Dans le Nord et le Pas de Calais, on retrouve cette dynamique de la désindustrialisation et les destins différents de celles et ceux qui peuvent se déplacer et des autres. Celles et ceux qui travaillent sont contraints à de longs déplacements, coûteux lorsqu’ils sont effectués en voiture, chronophages, fatigants en transport en commun.
Un fort ressentiment s’est installé, nourri par la faible rémunération du travail, particulièrement celui du travail féminin quand bien même il a pu être qualifié d’ « essentiel ». Les propos du FN puis RN résonnent alors fortement « nous, on travaille et on vit mal » et « les autres, les cassos, les immigrés ne travaillent pas et on leur donne tout ». Ils redoutent toute augmentation des prélèvements qui même s’ils devaient financer de nouvelles prestations est vue comme les privant d’une part de leur revenu pourtant insuffisant au profit des autres. L’opposition entre « nous » et « eux », entre les Français et les immigrés est très présente dans les propos de ceux qui affichent leur vote RN, mettant en évidence la perte du sentiment de participer à un projet commun.
Le rôle des médias (CNews, C8, l’émission TPMP…) et des réseaux sociaux (Bardella sur Tiktok) est d’autant plus opérant que l’isolement des uns ou la conviction partagée entre collègues ou voisins ne permet aucune distanciation, aucune critique. Ces propos différents plaisent car ils matérialisent aussi une opposition à ce que l’on déteste, le gouvernement et le président Macron. Dans ce contexte, Marine Le Pen apparaît comme l’opposante à ces politiques qui les méprisent.

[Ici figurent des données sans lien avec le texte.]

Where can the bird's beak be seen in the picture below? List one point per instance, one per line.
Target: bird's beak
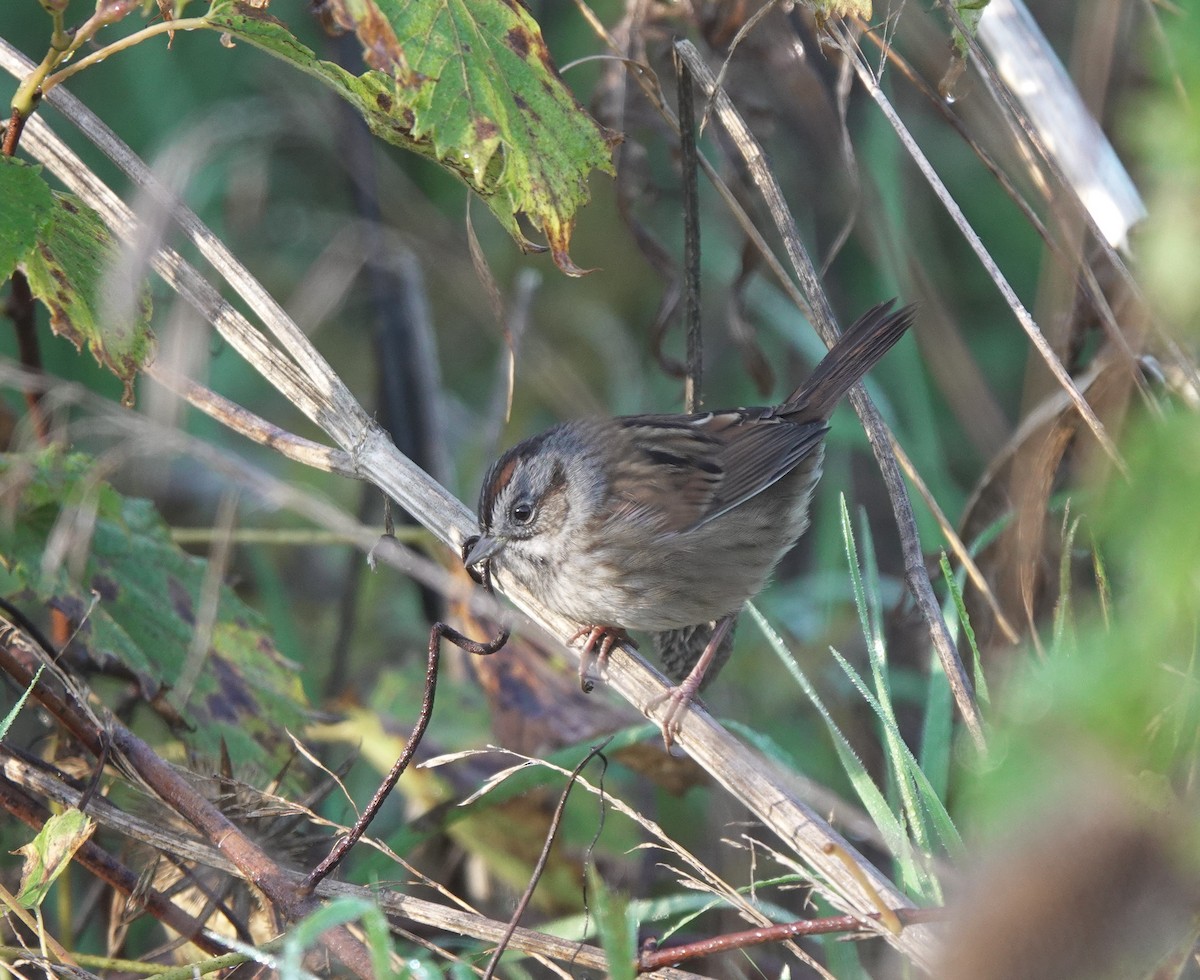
(484, 548)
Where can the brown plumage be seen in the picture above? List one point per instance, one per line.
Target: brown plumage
(669, 522)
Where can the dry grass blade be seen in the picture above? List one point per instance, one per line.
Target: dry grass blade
(324, 398)
(876, 432)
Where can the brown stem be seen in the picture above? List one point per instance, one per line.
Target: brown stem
(658, 959)
(21, 662)
(551, 836)
(105, 866)
(438, 632)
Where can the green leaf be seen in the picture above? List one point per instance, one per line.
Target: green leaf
(618, 937)
(21, 703)
(471, 85)
(133, 596)
(70, 270)
(21, 226)
(49, 853)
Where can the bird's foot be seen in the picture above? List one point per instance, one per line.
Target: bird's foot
(677, 699)
(598, 643)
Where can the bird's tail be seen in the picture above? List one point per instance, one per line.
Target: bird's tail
(856, 352)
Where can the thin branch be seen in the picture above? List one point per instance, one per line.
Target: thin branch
(876, 431)
(743, 771)
(852, 52)
(852, 925)
(543, 859)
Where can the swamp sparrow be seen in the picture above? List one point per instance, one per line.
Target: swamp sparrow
(667, 523)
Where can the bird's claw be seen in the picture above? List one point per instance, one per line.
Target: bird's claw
(593, 654)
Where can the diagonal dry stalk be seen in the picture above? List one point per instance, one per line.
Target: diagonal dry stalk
(304, 377)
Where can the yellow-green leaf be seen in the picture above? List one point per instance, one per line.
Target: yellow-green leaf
(48, 854)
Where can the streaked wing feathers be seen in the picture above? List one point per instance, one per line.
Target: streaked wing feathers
(693, 468)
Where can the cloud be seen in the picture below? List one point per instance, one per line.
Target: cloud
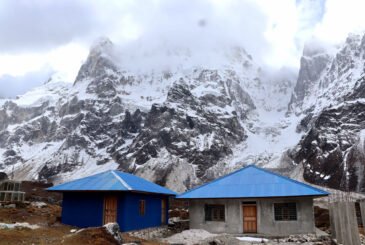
(12, 86)
(38, 25)
(340, 18)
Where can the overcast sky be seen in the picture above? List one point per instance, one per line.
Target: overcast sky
(39, 37)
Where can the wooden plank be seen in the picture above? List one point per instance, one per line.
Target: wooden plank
(249, 218)
(163, 211)
(110, 209)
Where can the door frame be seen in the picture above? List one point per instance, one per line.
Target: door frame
(249, 204)
(116, 208)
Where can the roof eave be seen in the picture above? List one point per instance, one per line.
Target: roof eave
(259, 197)
(133, 191)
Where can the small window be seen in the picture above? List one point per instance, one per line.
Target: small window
(214, 213)
(285, 211)
(142, 207)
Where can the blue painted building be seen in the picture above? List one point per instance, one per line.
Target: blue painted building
(253, 200)
(113, 196)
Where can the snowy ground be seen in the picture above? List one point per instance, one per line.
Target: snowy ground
(198, 236)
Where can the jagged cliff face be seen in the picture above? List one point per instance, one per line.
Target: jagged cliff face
(331, 99)
(170, 126)
(188, 123)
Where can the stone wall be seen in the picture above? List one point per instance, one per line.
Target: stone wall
(266, 223)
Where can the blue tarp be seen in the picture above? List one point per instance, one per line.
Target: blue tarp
(112, 181)
(252, 182)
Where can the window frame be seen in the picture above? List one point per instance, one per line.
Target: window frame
(215, 212)
(285, 211)
(142, 207)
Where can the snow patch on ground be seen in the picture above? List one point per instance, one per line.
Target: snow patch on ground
(189, 237)
(18, 225)
(252, 239)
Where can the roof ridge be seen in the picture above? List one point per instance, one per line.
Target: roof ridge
(213, 181)
(292, 180)
(121, 180)
(258, 168)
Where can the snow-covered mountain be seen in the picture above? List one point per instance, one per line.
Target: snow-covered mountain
(330, 95)
(183, 123)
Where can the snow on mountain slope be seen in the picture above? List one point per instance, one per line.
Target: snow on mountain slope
(332, 104)
(327, 76)
(179, 123)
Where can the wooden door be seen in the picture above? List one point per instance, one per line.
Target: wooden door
(163, 211)
(249, 218)
(110, 209)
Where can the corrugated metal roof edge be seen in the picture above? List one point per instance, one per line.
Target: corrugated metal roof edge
(249, 198)
(133, 191)
(252, 165)
(119, 179)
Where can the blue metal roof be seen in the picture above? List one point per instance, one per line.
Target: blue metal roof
(112, 180)
(252, 182)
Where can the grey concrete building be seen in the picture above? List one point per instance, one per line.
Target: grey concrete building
(253, 200)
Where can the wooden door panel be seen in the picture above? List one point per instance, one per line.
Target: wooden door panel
(110, 209)
(163, 211)
(249, 219)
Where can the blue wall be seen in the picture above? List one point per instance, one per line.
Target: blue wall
(82, 209)
(85, 209)
(128, 211)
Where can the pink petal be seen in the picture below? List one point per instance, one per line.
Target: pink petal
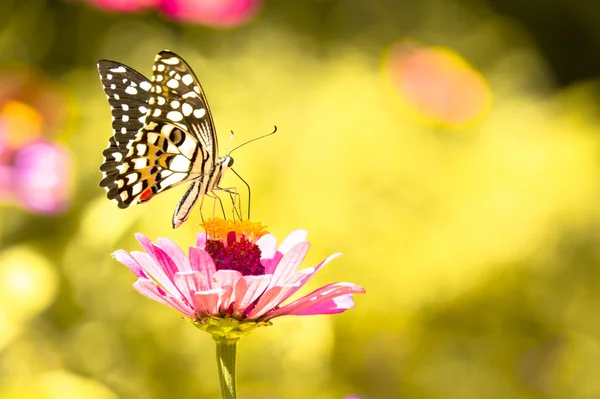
(330, 306)
(150, 290)
(226, 280)
(160, 256)
(175, 253)
(154, 271)
(201, 261)
(267, 245)
(208, 301)
(306, 274)
(189, 283)
(125, 258)
(268, 301)
(310, 303)
(201, 240)
(248, 289)
(289, 264)
(295, 237)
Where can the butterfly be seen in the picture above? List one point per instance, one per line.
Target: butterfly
(163, 135)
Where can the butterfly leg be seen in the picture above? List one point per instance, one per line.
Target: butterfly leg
(236, 201)
(217, 199)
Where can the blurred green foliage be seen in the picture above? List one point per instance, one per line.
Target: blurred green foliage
(477, 244)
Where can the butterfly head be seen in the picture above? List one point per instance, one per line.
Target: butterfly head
(226, 162)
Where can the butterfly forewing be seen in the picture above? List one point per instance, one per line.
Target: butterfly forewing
(128, 93)
(164, 134)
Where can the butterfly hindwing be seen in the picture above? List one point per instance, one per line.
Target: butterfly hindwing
(128, 93)
(177, 98)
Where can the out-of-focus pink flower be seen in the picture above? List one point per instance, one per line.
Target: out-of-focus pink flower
(235, 272)
(124, 5)
(437, 84)
(41, 177)
(34, 172)
(216, 13)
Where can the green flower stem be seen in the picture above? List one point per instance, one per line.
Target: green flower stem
(226, 351)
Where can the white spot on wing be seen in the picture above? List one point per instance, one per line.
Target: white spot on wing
(131, 178)
(137, 188)
(173, 179)
(140, 163)
(188, 146)
(175, 116)
(187, 79)
(145, 85)
(152, 137)
(186, 109)
(131, 90)
(141, 149)
(179, 164)
(171, 61)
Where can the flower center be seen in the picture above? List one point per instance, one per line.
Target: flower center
(232, 245)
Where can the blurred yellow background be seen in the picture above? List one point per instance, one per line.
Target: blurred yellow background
(440, 145)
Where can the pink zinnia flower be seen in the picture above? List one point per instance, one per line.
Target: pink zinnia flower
(234, 272)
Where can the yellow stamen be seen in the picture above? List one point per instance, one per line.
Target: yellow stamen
(218, 228)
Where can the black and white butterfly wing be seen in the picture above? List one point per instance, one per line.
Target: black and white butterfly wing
(128, 93)
(172, 142)
(179, 111)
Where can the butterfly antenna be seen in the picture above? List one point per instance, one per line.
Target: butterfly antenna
(247, 185)
(229, 142)
(250, 141)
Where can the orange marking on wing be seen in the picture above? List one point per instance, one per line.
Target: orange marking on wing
(147, 194)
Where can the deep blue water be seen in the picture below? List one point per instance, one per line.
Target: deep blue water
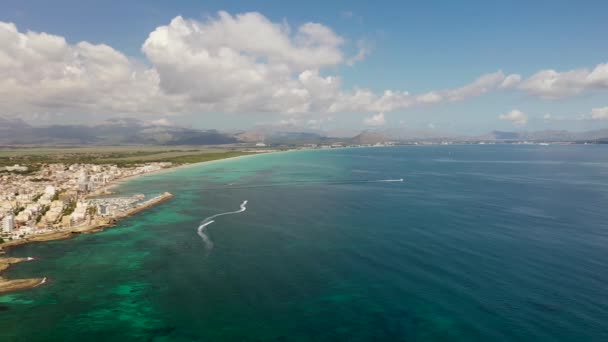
(479, 243)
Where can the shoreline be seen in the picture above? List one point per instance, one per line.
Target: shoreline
(12, 285)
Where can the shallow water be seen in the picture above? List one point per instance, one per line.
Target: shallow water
(479, 243)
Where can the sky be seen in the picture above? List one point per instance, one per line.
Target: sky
(464, 67)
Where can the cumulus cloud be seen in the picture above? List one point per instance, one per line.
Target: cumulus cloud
(515, 116)
(551, 84)
(211, 65)
(510, 81)
(599, 113)
(42, 72)
(375, 120)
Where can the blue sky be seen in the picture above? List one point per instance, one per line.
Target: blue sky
(418, 47)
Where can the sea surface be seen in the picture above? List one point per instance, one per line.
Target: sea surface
(478, 243)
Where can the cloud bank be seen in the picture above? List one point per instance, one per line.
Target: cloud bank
(515, 117)
(241, 63)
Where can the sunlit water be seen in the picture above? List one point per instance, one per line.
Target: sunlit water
(478, 243)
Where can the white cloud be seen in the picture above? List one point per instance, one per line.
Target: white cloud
(212, 65)
(162, 122)
(515, 116)
(550, 84)
(42, 73)
(510, 81)
(599, 113)
(375, 120)
(363, 50)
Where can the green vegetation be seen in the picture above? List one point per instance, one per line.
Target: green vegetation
(69, 209)
(123, 156)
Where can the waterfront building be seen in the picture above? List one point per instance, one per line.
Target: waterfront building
(8, 223)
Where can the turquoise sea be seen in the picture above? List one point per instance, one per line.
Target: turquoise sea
(479, 243)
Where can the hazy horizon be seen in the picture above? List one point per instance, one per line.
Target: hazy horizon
(464, 69)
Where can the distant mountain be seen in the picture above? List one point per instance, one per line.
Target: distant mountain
(119, 131)
(548, 135)
(282, 136)
(128, 131)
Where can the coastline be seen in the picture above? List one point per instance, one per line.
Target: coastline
(12, 285)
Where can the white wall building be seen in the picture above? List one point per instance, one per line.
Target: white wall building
(8, 223)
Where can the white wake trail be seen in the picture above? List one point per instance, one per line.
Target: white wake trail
(209, 220)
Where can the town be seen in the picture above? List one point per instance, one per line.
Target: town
(61, 197)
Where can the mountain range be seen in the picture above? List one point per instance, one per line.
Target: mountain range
(128, 131)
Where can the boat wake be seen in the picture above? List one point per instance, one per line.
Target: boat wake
(209, 220)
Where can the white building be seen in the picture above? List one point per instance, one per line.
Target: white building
(8, 223)
(50, 190)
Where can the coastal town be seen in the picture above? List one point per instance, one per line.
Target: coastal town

L’histoire du parti, les condamnations de Jean Marie Le Pen, tout cela est balayé par l’affirmation que Marine serait différente de son père. La dédiabolisation a bien opéré pour la conquête de ces électeurs des milieux paupérisés.
L’auteur s’était proposé de « relier les votes et les vies ». Ce vote pour le RN met en évidence des fractures sociales profondes, sur le travail notamment. Ces électeurs qui cherchent une protection contre l’immigration qu’ils identifient comme une menace sur leur mode de vie se méfient profondément des politiques. Cette adhésion au RN facilitée par l’absence des autres partis consolidée dans certains territoires est de ce fait assez fragile.
Tous les ouvrages mentionnés ont été publiés par les éditions Les Arènes.